UNCLOS was not the end of ocean grabbing, as many negotiators and observers on the left had once hoped, but instead became its institutional sanctification, ensuring capital’s ubiquitous access to maritime rent, providing security for long-term fixed capital investments, and the formalisation of exclusion. While originally rooted in Third Wordlist developmentalist visions of equity and postcolonial assertions of sovereignty, the grand UNCLOSian enclosure clearly came to privilege capital-intensive actors able to broker deals directly with the state, while treating subsistence and customary systems as mere anachronisms. It has also brought to the fore a space where capital and empire intersect quite brazenly. The emerging logic of pelagic imperialism means that maritime sovereignty becomes an expression of geostrategic ambition. Distant water fleets or deep-sea research vessels increasingly represent not only means of extraction and observation, but geopolitical instruments for controlling large spatial corridors.

In the blue economy era of the present, these dynamics have become more, not less, overt. To draw on Bernstein’s formulation on the tenets of political economy, the class project of the blue economy reconfigures the most basic relations: who can work, who can fish, who can invest, and who can be expelled. Much of this happens behind a veneer of socio-ecological virtues: under the banner of conservation, in the language of inclusion and sustainability, and behind the guarded doors of increasingly private sector-run ocean summits. Even the most celebrated marine conservation efforts in ABNJ are now embedded in what Havice and colleagues paraphrase as a ‘conservation-extraction nexus’ in which marine protected areas are not obstacles to extraction but tools to legitimise it. This nexus functions like an offsetting scheme, in which cordoning off one symbolic grid cell for conservation serves to justify extraction in another; turning protection into a strategic trade-off rather than a genuine constraint on extraction.

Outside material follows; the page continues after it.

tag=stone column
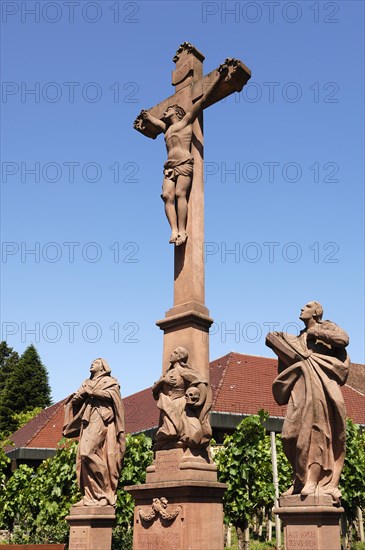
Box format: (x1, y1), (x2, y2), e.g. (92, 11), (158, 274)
(66, 506), (115, 550)
(156, 47), (213, 379)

Outlook: There is a Land Question and an Ocean Question

Raising the ‘ocean question’ is then not an act of disciplinary expansion for its own sake. But if agrarian scholarship is to engage meaningfully with these dynamics, it must move beyond the language of supplementarity. The ocean is not an add-on to the land question; it is a domain with its distinct political logics of power, historically evolved class configurations, inherent economic contradictions, and own modes of resistance. Expanding our understanding of geo-historical differentiations in enclosure or commodification processes does not fragment the critique, but helps to sharpen it. Importantly, in doing so, we should resist the tendency to collapse diverse struggles into moral binaries. All too easily, recent critiques of ocean grabbing and calls for ‘blue justice’ tend to reproduce overly romantic notions of a unified ‘fisher people’ or ‘coastal communities’ being collectively dispossessed and sitting by definition at the losing end of the enclosure squeeze. Class differentiation, as Barbesgaard cautions, is as central in fishing as in farming villages. There are capitalist boat owners, surplus-producing petty capitalists and precarious labourers, sometimes in the same household. Responses to enclosure are shaped not only by external forces but by the fractures of class, caste, race, loyalties and generation within communities. As in rural worlds, resistance is real but uneven; strategies of survival differ. Not all fishers are anti-capitalist, some are investors.

 

Felix Mallin, along with Liam Campling and Mads Barbesgaard, is guest editor of the recent Journal of Agrarian Change Symposium on Ocean Grabbing.

 

This is part of a series of specially curated blog posts in which authors are invited to reflect on the theme of ‘Agrarian Questions’, highlighting different, even novel, ways of interpreting and engaging with the core questions of agrarian political economy in different historical and contemporary contexts. The posts will be released over the coming months as part of the 25th year celebrations of the Journal of Agrarian Change. You can find the full series of blog posts here.

 

[1] Aquatic refers to sea- and freshwater sources. Even mariculture arguably constitutes a hybrid of land and ocean-based industries, given its strong reliance on terrestrial raw materials, medication and machinery.